To hit all those goals the GSCN promotes close cooperation with the stem cell related industry, Prof. Brüstle pointed out. Consequently, the network also includes industry – currently five enterprises. However, the network is backed primarily by more than 250 personal memberships and six institutional memberships.

Apart from industry, the GSCN pursues a close exchange with other national and international stem cell research networks. All-in-all, this was notably accentuated by the four keynote lectures, given by distinguished stem cell researchers from abroad, including Prof. Michele De Luca from Italy, who presented his successful treatment of traumatic destruction of the conjunctival epithelium with cultured human limbal stem cells. Presently the GSCN is pursuing a second funding phase by the BMBF. Then, beyond 2017, the network will be run from membership fees.

Induced pluripotent stem cells (iPSCs) – These are former adult cells, for example cells of the blood, liver, brain or pancreas that were re-programmed into their prior pluripotent condition aiming to turn them back into a wide variety of cells. In 2012, Prof. John B Gurdon, leader of the group Re-programming of Gene Expression by Nuclear Transfer at the Wellcome Trust/Cancer Research UK Gurdon Institute, part of Cambridge University, and Prof. Shinya Yamanaka, director of the Centre for iPS Cell Research and Application at Kyoto University, received the Nobel Prize in Physiology or Medicine for the discovery that mature cells can be reprogrammed to become pluripotent.

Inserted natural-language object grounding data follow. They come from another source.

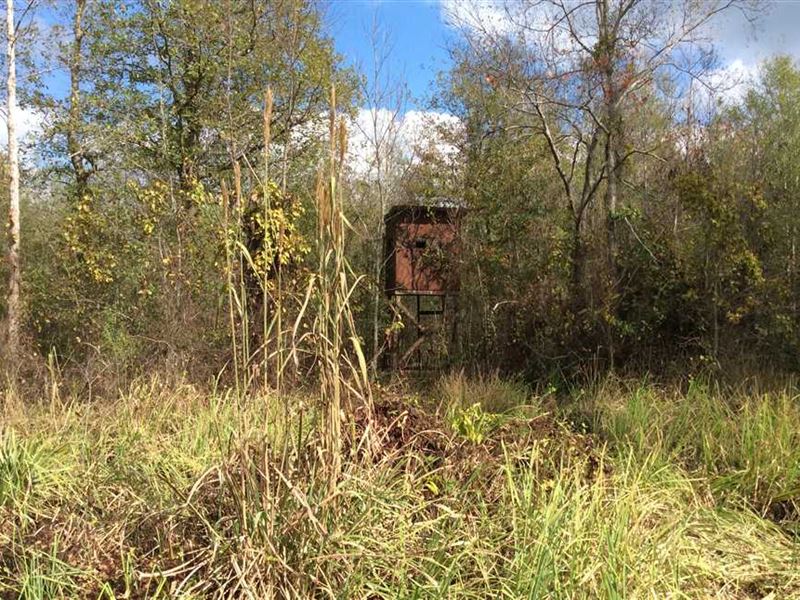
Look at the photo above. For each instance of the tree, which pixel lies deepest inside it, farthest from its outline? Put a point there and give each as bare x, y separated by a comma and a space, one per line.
575, 72
381, 162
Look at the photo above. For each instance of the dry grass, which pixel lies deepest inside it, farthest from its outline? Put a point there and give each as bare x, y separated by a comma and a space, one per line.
164, 493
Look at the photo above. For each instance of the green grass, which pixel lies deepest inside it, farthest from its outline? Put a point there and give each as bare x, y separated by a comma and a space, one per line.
172, 492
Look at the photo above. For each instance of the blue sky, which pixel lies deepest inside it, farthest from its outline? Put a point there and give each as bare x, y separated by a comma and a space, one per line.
420, 36
417, 31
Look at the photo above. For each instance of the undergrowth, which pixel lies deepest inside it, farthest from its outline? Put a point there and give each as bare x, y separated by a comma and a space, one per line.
492, 491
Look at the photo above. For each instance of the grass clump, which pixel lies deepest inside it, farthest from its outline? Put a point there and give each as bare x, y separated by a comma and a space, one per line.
175, 493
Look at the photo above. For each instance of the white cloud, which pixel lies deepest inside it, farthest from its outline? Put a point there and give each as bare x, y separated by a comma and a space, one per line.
477, 15
399, 137
727, 84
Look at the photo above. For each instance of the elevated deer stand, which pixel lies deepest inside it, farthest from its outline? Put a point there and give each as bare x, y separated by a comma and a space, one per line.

Transdifferentiation – The word describes the branch of research in which scientists try to bypass cell re-programming by directly programming one cell-type into another, as presented recently at the World Conference on Regenerative Medicine, in October in Leipzig), for example, for haematopoietic cells: somatic cells (fibroblasts) have been directly converted into primitive and mature haematopoietic cells by Dr Mick Bhatia from the McMaster Stem Cell and Cancer Research Institute (SCC-RI), in Canada.

Literature: Foundational concepts of cell fate conversion to the hematopoietic lineage. Salci KR, McIntyre BA, Bhatia M.: Curr. Opin. Genet. Dev. 2013 Oct; 23 (5): 585-90.


Frank Emmrich MD is a clinical immunologist, specialist in cell biology, a professor at the Faculty of Medicine at the University of Leipzig, head of the Fraunhofer Institute for Cell Therapy and Immunology and also director of the Translational Centre for Regenerative Medicine (the latter two are Leipzig-based).
Along with management tasks, he researches tolerance induction; with his team he recently developed a method intended to avoid the Graft-versus-host disease in patients with allogeneic blood stem cell transplantation. With animal studies completed in 2013, as soon as financial support is assured, the technique will enter a clinical study.


Neuropathologist and specialist in stem cell research, Oliver Brüstle MD, directs the Institute of Reconstructive Neurobiology at the University of Bonn, and is scientific director of Life & Brain, a university-affiliated enterprise.
The professor’s research is dedicated to the use of pluripotent stem cells for neurogenerative diseases. He was an initiator and the Founding President of the German Stem Cell Network (GSCN) and is now succeeded Prof. Andreas Trumpp MD for the coming year.
Prof. Brüstle is also speaker for the Federal State of North Rhine Westphalia Stem Cell Network, founded a decade ago.